Jordan Ballor, research fellow at the Acton Institute and executive editor of the Journal of Markets & Morality, agreed with Sider that income inequality is not inherently unbiblical. "The challenge is distinguishing natural inequalities, which arise out of the variety of human gifts and talents, from unrighteous and unjust inequality," Ballor explained.
"We are going to make different amounts, but it doesn't mean that we are unequal in God's eyes," Anne Bradley, vice president of Economic Initiatives at the Institute for Faith, Work, and Economics (IFWE), told CP on Wednesday. She argued that the fundamental measure of how the poor fare in society isn't the distribution of income, but income mobility — a person's ability to find a higher paying job.

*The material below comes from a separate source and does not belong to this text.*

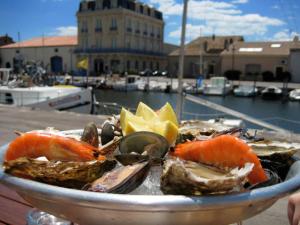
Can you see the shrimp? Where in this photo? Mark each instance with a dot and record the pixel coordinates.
(224, 151)
(51, 146)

Bradley pointed to Jesus' "Parable of the Talents" in Matthew 25 to illustrate what the Bible says about income inequality. Each of the workers was given money to steward, "according to their abilities," Bradley explained. The two who invested wisely earned 100 percent of what they were given. The message? "God will reward you fully for what you invest."
Sider pointed to a number of factors that produce inequality. "Creativity and hard work create wealth, while irresponsible decisions tend to reduce wealth," the theologian explained. Income inequality is not inherently wrong.
When Income Inequality Becomes Unjust
Nevertheless, each of the scholars argued that America's economic system has fundamental flaws that make income inequality worse than it should be.
"We have in this society now, economic and political power enormously centralized — both parties are essentially controlled by the richest one percent," Sider argued. Interest groups, political action committees, and congressional donations give the rich powerful sway over politics. In light of this, the proposal that "we ought to give more huge tax cuts to the richest Americans and at the same time cut food stamps and foreign aid" is "a fundamentally unbiblical, unjust, immoral position."
Sider advocated for tax increases on the richest Americans, tax benefits for the poor, and a more efficient educational system. "In an information society, knowledge is the capital, so genuinely providing a quality education to everybody in our society would be the single most important way to provide access to the productive resources so people can earn their own way," he explained.
Ballor agreed that the centralization of power hurts the poor, but advocated a very different solution. "You don't see envy talked about very much in this discussion — you hear greed," the Acton scholar explained. "The Bible warns about greed, but it also warns about envy — when you grieve at something someone else has been blessed with."
Envy can have two results, Ballor argued. It can drive someone to take the good away from the person they envy, making everyone worse off, or it can drive them to work harder to become more productive and achieve the same thing as the person they envy. Envy drives the idea that wealth is a fixed pie, where if the rich get more, it is because they stole it from the poor. But that is not how the economy works, Ballor said.
"We need to get out of that envying, fixed-pie mindset and get into a serving, other-directed mindset that improves the quality of life for everyone," the Acton scholar argued. In a free market economy, he explained, people become rich by serving others, by producing something they would willingly buy. Jesus' commandment that we love one another will make us more productive, and therefore richer.
Bradley agreed with Ballor, but added that the economy is twisted against the poor. "A cronyist society means firms can go to the government for protection, for special favors that other people don't get — that's why we see so much lobbying in the Federal Government," she argued. When rich, established companies convince the government to add new regulations, it prevents smaller firms from competing for business.
"We're creating an environment where the rich aren't getting rich because they serve people but because they're rigging the game," Bradley argued. By lobbying Congress, companies cheat in business, earning money without needing to serve others. "It's unjust because we are rigging the system so we can benefit at the expense of someone else — that is unbiblical," the IFWE scholar argued.